# Husky Rolling



## Dos522 (Mar 3, 2015)

Hey,
I took my blower out of the shed and I'm starting to get it ready for service this winter. I started it up and I've noticed that it kinda starts to roll on it's own ever so slowly to the right. Has anyone ever experienced this? I didn't even have my hand anywhere near the drive lever.


----------



## SAVAGE420 (Apr 21, 2015)

Sounds like the friction disk to drive wheel is slightly out of adjustment and slightly touching, causing it to roll forward a bit.

You can adjust this in seconds or so on the shift rod adjustment, should be a long rod that runs from the shift lever down to the lower part of the back of the machine. 

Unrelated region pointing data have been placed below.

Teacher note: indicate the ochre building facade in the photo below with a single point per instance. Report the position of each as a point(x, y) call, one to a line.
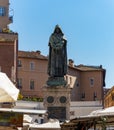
point(86, 82)
point(8, 43)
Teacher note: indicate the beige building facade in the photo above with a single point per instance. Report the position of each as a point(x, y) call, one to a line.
point(86, 82)
point(8, 43)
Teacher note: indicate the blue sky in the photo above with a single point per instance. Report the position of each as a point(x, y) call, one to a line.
point(88, 26)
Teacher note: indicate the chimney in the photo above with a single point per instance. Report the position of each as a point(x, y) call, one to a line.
point(71, 62)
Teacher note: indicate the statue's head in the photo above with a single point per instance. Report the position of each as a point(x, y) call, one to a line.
point(58, 30)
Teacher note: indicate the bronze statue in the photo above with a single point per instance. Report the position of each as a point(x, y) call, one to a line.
point(57, 62)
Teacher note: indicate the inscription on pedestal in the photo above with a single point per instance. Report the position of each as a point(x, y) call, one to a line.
point(57, 113)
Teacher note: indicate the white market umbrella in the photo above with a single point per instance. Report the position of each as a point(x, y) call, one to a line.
point(8, 91)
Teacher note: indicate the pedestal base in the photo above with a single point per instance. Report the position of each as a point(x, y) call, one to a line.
point(57, 101)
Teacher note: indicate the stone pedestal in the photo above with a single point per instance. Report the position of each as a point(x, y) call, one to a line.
point(57, 101)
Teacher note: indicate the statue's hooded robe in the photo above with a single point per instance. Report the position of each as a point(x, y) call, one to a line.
point(57, 62)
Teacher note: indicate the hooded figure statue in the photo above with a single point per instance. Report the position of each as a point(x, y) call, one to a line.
point(57, 62)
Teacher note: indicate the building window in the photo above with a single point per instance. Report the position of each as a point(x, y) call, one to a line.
point(91, 81)
point(70, 80)
point(77, 83)
point(19, 83)
point(32, 66)
point(95, 96)
point(32, 84)
point(83, 96)
point(19, 63)
point(2, 11)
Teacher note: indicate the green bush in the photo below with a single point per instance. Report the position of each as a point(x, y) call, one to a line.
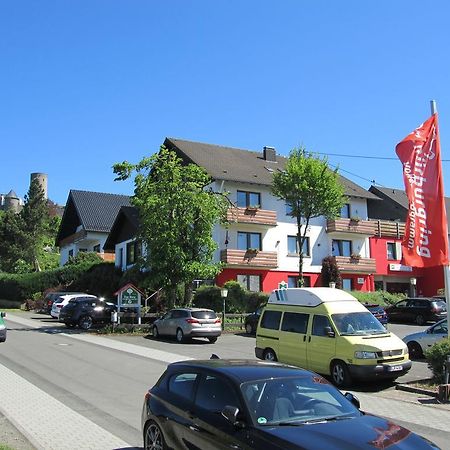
point(238, 300)
point(436, 357)
point(382, 298)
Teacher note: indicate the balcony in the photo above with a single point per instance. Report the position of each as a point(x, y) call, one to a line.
point(347, 264)
point(248, 258)
point(359, 226)
point(253, 216)
point(387, 228)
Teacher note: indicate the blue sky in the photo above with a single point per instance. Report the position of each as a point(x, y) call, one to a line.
point(86, 84)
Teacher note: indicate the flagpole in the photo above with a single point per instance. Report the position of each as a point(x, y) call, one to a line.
point(446, 266)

The part that's threaded with a couple nuts...or even one. Adjust it so the rubber friction disk backs off the drive wheel a couple more millimetres.

Easier to see what way its adjusting with the bottom inspection plate is off the machine (couple small bolts to take off to see inside)

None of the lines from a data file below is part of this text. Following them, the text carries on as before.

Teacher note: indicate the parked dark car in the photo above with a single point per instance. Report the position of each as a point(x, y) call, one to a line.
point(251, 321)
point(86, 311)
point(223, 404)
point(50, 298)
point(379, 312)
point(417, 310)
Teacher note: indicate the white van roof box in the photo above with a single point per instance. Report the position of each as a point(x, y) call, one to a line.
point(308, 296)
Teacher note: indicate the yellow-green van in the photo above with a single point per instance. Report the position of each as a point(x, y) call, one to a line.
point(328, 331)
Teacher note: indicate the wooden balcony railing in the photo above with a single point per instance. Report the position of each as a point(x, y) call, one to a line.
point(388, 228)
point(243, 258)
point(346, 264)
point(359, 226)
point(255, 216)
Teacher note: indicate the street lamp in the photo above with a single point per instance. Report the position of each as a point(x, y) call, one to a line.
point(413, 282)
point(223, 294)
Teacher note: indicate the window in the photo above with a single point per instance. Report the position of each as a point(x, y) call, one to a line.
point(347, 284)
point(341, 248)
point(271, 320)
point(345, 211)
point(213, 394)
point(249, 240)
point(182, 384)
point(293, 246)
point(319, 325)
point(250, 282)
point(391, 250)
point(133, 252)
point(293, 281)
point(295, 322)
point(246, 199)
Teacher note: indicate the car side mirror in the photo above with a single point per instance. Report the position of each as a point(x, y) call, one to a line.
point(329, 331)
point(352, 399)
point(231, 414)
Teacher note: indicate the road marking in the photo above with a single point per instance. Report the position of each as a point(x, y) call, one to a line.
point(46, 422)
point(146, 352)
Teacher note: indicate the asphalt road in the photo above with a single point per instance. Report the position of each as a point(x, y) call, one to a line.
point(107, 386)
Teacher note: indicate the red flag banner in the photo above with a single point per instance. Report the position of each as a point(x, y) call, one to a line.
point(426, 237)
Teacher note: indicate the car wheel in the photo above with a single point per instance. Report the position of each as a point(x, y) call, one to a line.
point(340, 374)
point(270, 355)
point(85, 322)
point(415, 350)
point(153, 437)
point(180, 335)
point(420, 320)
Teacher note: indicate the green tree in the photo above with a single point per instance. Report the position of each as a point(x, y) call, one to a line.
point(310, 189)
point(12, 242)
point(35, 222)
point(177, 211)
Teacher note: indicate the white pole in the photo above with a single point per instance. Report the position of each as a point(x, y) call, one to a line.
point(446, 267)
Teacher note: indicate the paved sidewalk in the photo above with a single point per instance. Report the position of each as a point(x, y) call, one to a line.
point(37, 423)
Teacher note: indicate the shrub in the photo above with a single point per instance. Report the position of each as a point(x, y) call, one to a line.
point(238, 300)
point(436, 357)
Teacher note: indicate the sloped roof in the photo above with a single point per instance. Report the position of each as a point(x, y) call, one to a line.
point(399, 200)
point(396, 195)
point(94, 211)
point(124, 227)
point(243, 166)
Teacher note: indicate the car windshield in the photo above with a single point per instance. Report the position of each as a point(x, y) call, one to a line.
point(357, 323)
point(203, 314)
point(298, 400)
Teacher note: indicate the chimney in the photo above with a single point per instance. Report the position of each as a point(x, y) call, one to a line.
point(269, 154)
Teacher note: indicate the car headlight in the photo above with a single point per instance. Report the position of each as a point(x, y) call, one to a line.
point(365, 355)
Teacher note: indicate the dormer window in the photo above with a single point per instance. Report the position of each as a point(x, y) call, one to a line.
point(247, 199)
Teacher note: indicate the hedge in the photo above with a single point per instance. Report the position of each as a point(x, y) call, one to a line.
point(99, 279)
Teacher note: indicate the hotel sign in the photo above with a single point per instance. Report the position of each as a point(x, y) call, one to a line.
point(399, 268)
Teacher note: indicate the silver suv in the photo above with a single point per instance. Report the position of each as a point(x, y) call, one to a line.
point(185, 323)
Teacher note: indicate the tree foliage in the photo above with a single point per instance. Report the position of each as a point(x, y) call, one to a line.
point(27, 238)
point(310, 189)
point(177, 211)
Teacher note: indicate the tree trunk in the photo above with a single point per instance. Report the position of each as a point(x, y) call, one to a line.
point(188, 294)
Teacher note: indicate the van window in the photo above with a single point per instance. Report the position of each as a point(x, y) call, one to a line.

But you can adjust without taking plate off, adjust one way and if it's worse, adjust other way. Count the turns so you know.


----------



## Dos522 (Mar 3, 2015)

Thanks for advice. I will try this out later today or tomorrow and report back.


----------



## YSHSfan (Jun 25, 2014)

Dos522 said:


> Hey,
> I took my blower out of the shed and I'm starting to get it ready for service this winter. I started it up and I've noticed that it kinda starts to roll on it's own ever so slowly to the right. Has anyone ever experienced this? I didn't even have my hand anywhere near the drive lever.


Was it sitting on a completely flat surface? 
May be that the vibration of the machine is making it move to where the floor angles to. Try parking it on another spot and see if it still does it.
Or reverse the position where it was parked (where it was forward before, park it rearwards now) and see it it rolls backwards, if so it is the floor. If it still moves forward then the friction disc and/or the belt is being engaging slightly. (I'm more inclined to think that it is the belt, as the friction plate should not be spinning to make the snowblower move-if the friction disc was touching it slightly).


----------



## SAVAGE420 (Apr 21, 2015)

What's the good word Dos522?


----------



## Dos522 (Mar 3, 2015)

As it "turns" out, per the suggestion from Savage420, one full turn to make it stop moving on it's own. Thanks for the help! :icon-clapping-smile


----------



## SAVAGE420 (Apr 21, 2015)

Oh right on man. 
Now just add snow!


----------